Chipotle-Goat Cheese Guacamole
  • 2 tbsp. finely chopped cilantro leaves
  • 2 tsp. finely chopped white onion
  • 2 tsp. minced jalapeno or Serrano chilies (Optional: remove seeds and membranes)
  • 1/2 tsp. Kosher salt
  • 2 large ripe avocados, peeled and seeded
  • 1 small plum tomato, cored, seeded and finely chopped
  • 2 tsp. freshly squeezed lime juice
  • 4 oz. crumbled goat cheese
  • 2 tbsp. chopped canned chipotle chilies
Preparation: In a medium size bowl, use the back of a spoon to mash 1 tbsp of the cilantro, 1 tsp onion, 1 tsp of minced chili, and 1/2 tsp salt together against the bottom of the bowl. Add avocados and gently mash them with a fork until chunky smooth. Add 4 oz crumbled goat cheese and 2 tbsp of chopped canned chipotle chilies. Fold the remaining cilantro, onion, and chile into the mixture. Stir in tomatoes and lime juice, taste to adjust the seasonings. Serve with warm corn tortilla chips. Serves 4.

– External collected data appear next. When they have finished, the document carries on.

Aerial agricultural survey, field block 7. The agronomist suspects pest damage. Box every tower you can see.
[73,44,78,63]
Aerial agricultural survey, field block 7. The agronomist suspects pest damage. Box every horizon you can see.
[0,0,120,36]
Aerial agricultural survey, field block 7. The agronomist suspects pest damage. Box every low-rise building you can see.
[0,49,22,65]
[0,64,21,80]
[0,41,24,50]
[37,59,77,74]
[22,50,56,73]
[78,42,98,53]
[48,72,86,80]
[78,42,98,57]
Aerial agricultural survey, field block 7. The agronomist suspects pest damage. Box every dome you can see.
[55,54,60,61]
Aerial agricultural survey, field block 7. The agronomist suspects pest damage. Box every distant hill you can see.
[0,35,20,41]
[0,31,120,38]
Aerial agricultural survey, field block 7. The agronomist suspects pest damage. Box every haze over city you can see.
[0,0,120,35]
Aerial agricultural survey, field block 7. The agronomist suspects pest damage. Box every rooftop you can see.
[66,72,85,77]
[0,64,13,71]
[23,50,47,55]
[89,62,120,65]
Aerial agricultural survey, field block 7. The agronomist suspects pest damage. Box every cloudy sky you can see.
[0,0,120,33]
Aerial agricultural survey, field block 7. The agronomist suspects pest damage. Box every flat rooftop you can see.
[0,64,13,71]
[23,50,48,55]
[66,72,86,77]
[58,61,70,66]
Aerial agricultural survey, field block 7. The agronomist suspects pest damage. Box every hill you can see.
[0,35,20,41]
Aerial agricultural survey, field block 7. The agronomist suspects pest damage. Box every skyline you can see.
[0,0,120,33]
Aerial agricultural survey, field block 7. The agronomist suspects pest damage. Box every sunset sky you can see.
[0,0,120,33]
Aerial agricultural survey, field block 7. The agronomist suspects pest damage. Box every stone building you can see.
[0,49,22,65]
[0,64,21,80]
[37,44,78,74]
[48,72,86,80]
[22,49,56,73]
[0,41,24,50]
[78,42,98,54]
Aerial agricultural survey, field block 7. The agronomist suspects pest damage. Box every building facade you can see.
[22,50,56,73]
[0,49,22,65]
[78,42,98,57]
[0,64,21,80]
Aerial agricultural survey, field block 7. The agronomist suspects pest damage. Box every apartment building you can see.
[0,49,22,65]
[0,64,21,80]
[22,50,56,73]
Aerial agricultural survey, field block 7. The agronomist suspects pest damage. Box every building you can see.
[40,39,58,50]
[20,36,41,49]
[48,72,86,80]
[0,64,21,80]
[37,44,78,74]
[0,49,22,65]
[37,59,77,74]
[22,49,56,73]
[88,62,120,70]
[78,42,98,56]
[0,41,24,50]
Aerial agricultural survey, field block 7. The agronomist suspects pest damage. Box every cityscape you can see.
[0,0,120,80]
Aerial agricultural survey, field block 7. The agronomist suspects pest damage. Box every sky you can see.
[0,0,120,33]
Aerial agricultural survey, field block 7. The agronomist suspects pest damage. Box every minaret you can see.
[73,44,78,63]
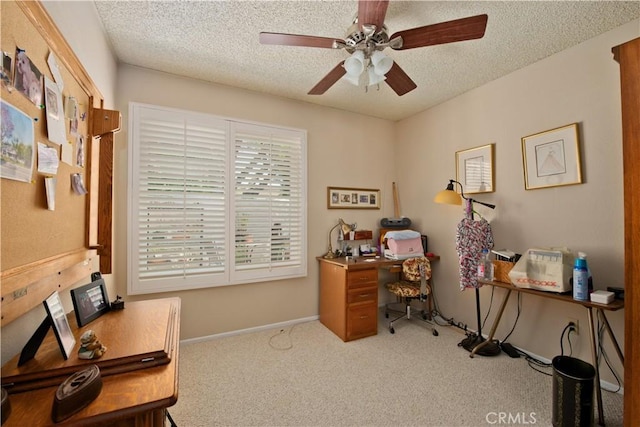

Pairing 3: Turn your cocktail up a notch with the Spicy Senorita. With a kick of heat, it pairs well with the mild flavors of the Artichoke Guacamole with Toasted Pine Nuts.

Spicy Senorita
  • 1 part Sauza Blue Silver 100% Agave Tequila
  • 2 parts beer
  • 1 part frozen limeade concentrate
  • 1 part water
  • A dash of hot sauce
  • Sugar (for garnish)
  • Salt (for garnish)
  • Red pepper (for garnish)
  • Chili pepper (for garnish)
Preparation: In a glass, combine all ingredients. Chill and serve in glasses rimmed with sugar, salt and red pepper. Garnish with a chili. Enjoy!

Artichoke Guacamole with Toasted Pine Nuts
  • 2 tbsp. finely chopped cilantro leaves
  • 2 tsp. finely chopped white onion
  • 2 tsp. minced jalapeno or Serrano chilies (Optional: remove seeds and membranes)
  • 1/2 tsp. Kosher salt
  • 2 large ripe avocados, peeled and seeded
  • 1 small plum tomato, cored, seeded and finely chopped
  • 2 tsp. freshly squeezed lime juice
  • 1 cup marinated artichoke hearts, chopped
  • 1/4 cup toasted pine nuts
Preparation: In a medium size bowl, use the back of a spoon to mash 1 tbsp of cilantro, 1 tsp onion, 1 tsp minced chili and 1/2 tsp salt together against the bottom of the bowl. Add avocados and gently mash them with a fork until chunky smooth. Add 1 cup marinated artichoke hearts chopped with 1/4 cup of toasted pine nuts and stir. Fold the remaining cilantro, onion, and chili into the mixture. Stir in tomatoes and lime juice, taste to adjust seasonings. Serve with warm corn tortilla chips. Serves 4.